Of course, you have to transform the Climb first, but it turns out it's surprisingly easy to do thanks to Constrictor synergies, explore from Jadelight Ranger and Walking Ballista, which is both an easy way to transform Hadana's Climb and also an insane creature to dump Climb counters into before transforming. And let's be honest – it's not like Walking Ballista really needed to be any better in this deck than it already was.

The beauty of this build is how "free" it is compared to the normal Black-Green Constrictor shells. With Blooming Marsh, Botanical Sanctum and Fetid Pools, the mana is arguably even better than it is in the traditional builds, since you have more dual lands and can also cycle away Pools in the lategame. While Hadana's Climb is the only blue inclusion in the main deck, we also have access to Negate from the sideboard to help in the matchups where the deck could struggle before.

Now, it's no secret that not every game will see you live the Hadana's Climb dream (even though it really is all about the climb), but in the games where you don't just pop off for all the value, you still get to play some of the best cards in Standard. Glint-Sleeve Siphoner is just as good here as it is in every other deck – better, actually, thanks to Snake – and Bristling Hydra is better here than in any deck since the demise of Temur Energy.

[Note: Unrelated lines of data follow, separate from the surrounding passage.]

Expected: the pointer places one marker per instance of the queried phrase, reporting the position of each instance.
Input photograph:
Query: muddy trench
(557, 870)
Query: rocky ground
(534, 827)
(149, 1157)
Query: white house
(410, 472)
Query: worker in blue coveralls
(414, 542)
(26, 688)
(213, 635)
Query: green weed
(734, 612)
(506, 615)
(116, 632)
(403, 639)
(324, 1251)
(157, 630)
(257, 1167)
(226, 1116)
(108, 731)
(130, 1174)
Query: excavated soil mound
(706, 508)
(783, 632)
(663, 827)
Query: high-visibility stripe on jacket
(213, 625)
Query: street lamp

I really like the Cartouche of Ambition in the sideboard. The card is an absolute bomb against Mono-Red, shrinking Hazoret to blockable levels but also providing a huge life swing in the matchup – plus you can usually throw it on a creature that will have four toughness after it resolves, making it immune to nearly all the removal from the red deck.

This is absolutely the future of Snakes in Standard, and I really think this deck is positioned to stay at the top of Standard, even as people become more aware of the "combo" finish. I actually played my first-ever PPTQ a few weeks ago with Black-Green Constrictor (missed Top 8 on breakers, sadly), and if I make it to any more big events I'll definitely be taking this deck.